Wednesday, October 21, 2020

The Power of Science


As we noted in the previous posting on this subject, in social justice terms, nothing is impossible . . . if you go at it from the right principles and use the correct techniques.

That, in fact, is the very nature of social justice.  As CESJ co-founder Fr. William Ferree noted in his pamphlet, Introduction to Social Justice (1948),

Fr. William J. Ferree

 

The completed doctrine of Social Justice places in our hands instruments of such power as to be inconceivable to former generations.

But let us be clear about what is new and what is old. None of the elements of this theory are new. Institutions, and institutional action, the idea of the Common Good, the relationship of individual to Common Good — all these things are as old as the human race itself. . . .

When all that is admitted, there is still something tremendously new and tremendously important in this work of Pope Pius XI. The power that we have now to change any institution of life, the grip that we have on the social order as a whole, was always there but we did not know it and we did not know how to use it.

Now we know.

That is the difference. (Rev. William Ferree, S.M., Introduction to Social Justice.  New York: Paulist Press, 1948, 56.)

As we noted previously, Prince Otto von Bismarck had imposed an indemnity on France that was specifically intended to destroy France economically forever, thereby removing a potential threat or rival to the preeminence of the nascent Second Reich that Bismarck was busily assembling (on his terms, of course).

This put France in a definite bind, and it would have been the end of an independent country had it not been for Louis Pasteur.

 

Louis Pasteur

Pasteur’s discoveries — at least those with a direct bearing on this story — began with a way to treat wine to prevent it from becoming sour. In 1862 Pasteur realized that the application of heat would kill the microorganisms that caused the problem. In his honor the process is called pasteurization. It has been widely applied to other liquids, notably milk. An interesting “might-have-been” in history is that a few years previously Gail Borden, Jr., seeking a way to make milk safe for more than a few hours, invented a vacuum pan that would allow him to heat milk without scorching it in order to “condense” the liquid and can it. In a sense, Borden could be said to have invented pasteurization before Pasteur.

Soon after Pasteur’s discovery saved the French wine industry, it was discovered that some unknown disease was destroying the French silk industry. A friend — an unverified source claims it was the novelist Alexander Dumas — urged Pasteur to look into the problem.

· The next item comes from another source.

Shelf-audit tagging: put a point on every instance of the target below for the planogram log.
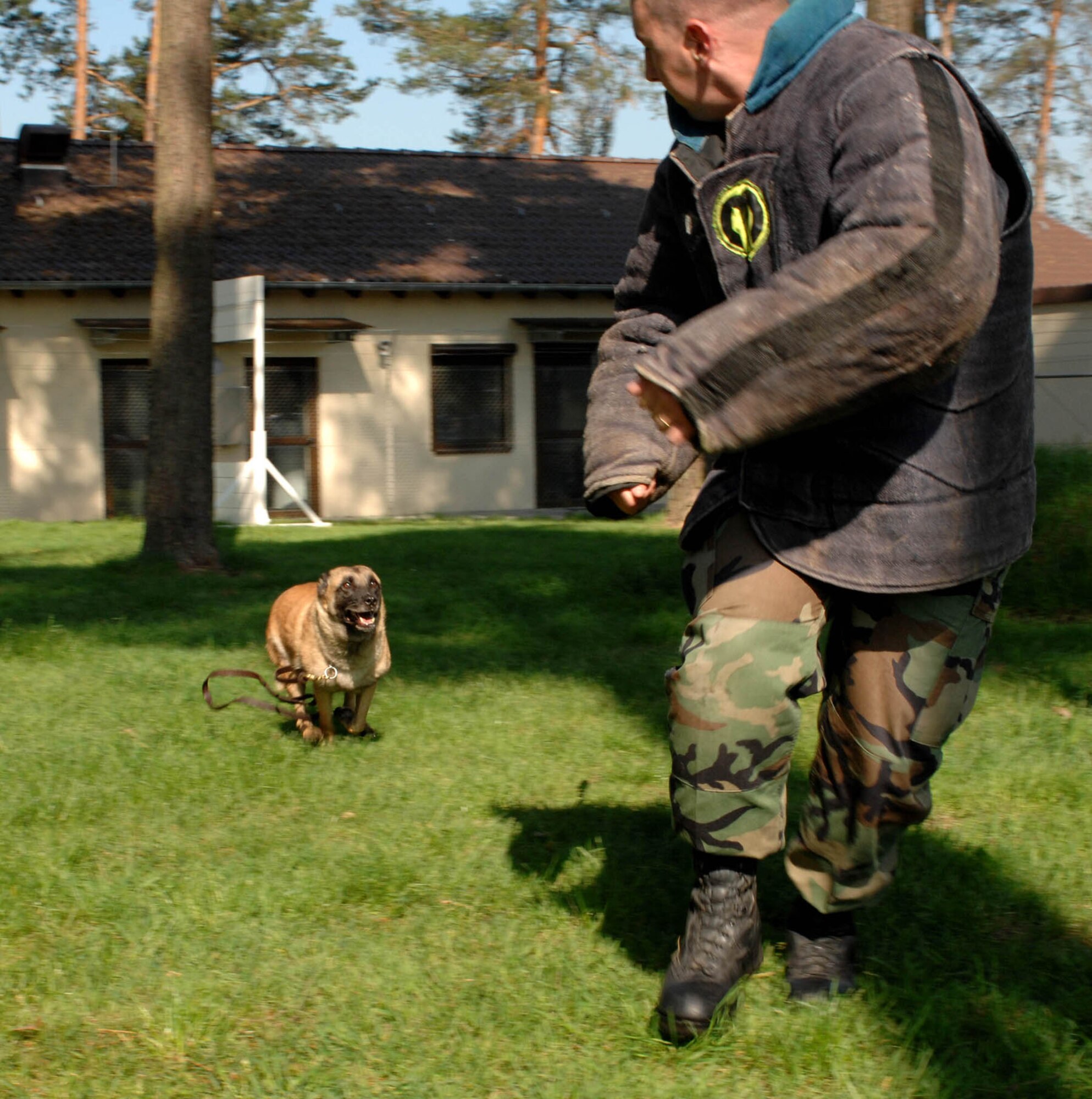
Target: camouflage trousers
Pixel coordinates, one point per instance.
(898, 675)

At first reluctant (he had never so much as seen a silkworm) he went to the south of France in the summer of 1865. By September he announced that he had found a cure.

Edward Jenner

 

If we understand the description correctly, the process Pasteur perfected involves first isolating the cause of the disease. The researcher then grows the organism under laboratory conditions. He or she then introduces factors that weaken the organism artificially so that, while it can no longer cause the disease, it can still stimulate the body to produce a defense against it — which defense is usually effective against the organism at full strength. This was an improvement on Edward Jenner’s technique, which required that a naturally weak strain of the disease be located. In the case of smallpox, the weaker strain was the less virulent cowpox. (If this description is incorrect, it is entirely due to this writer’s misunderstanding of Pasteur’s technique.)

It’s a tossup as to who was more delighted: Pasteur, or the multitudes dependent on the silk industry for their livelihood. As he said, “There is no greater charm for the investigator than to make new discoveries; but his pleasure is heightened when he sees that they have a direct application to practical life.”

 


Nor was the silk industry the only one to benefit from Pasteur’s discovery. After finding a cure for the disease that was attacking the silkworms, Pasteur turned his attention to chicken cholera. This disease was decimating — literally — French poultry, being responsible for wiping out one in every ten chickens. After the administration of Pasteur’s treatment, the death rate was reduced by more than 90% down to 1% or lower.

After cholera came anthrax. Anthrax was devastating sheep and cattle all through France. Having been ridiculed by the French Academy of Medicine, Pasteur took himself to the district of Arbois in eastern France. There he spent a decade investigating the causes of anthrax and, almost miraculously, developed an effective vaccine, which he distributed to the farmers in Arbois.

In recent years there seems to have been a movement to have Pasteur declared a fraud and a scientific cheat because a close study of his notes allegedly reveals that his method of isolating the anthrax bacillus did not produce the strain from which he created the vaccine. The bottom line, however, is that, whatever method was used to produce the strain from which Pasteur developed the vaccine, the unquestioned fact remains that Pasteur developed the vaccine. The flocks were saved.

Desperate for new sources of revenue to meet the 5 billion Franc indemnity, the government sent investigators to Arbois to find out why the sheep in that district were healthy when all across France sheep and cattle were dying in droves. Pasteur informed the committee of his discoveries, and was once again attacked and ridiculed as both a knave and a fool. Only after it was proved beyond a shadow of a doubt that the vaccine worked was it distributed throughout France and, later, the world — reducing the death rate from anthrax to under 1%.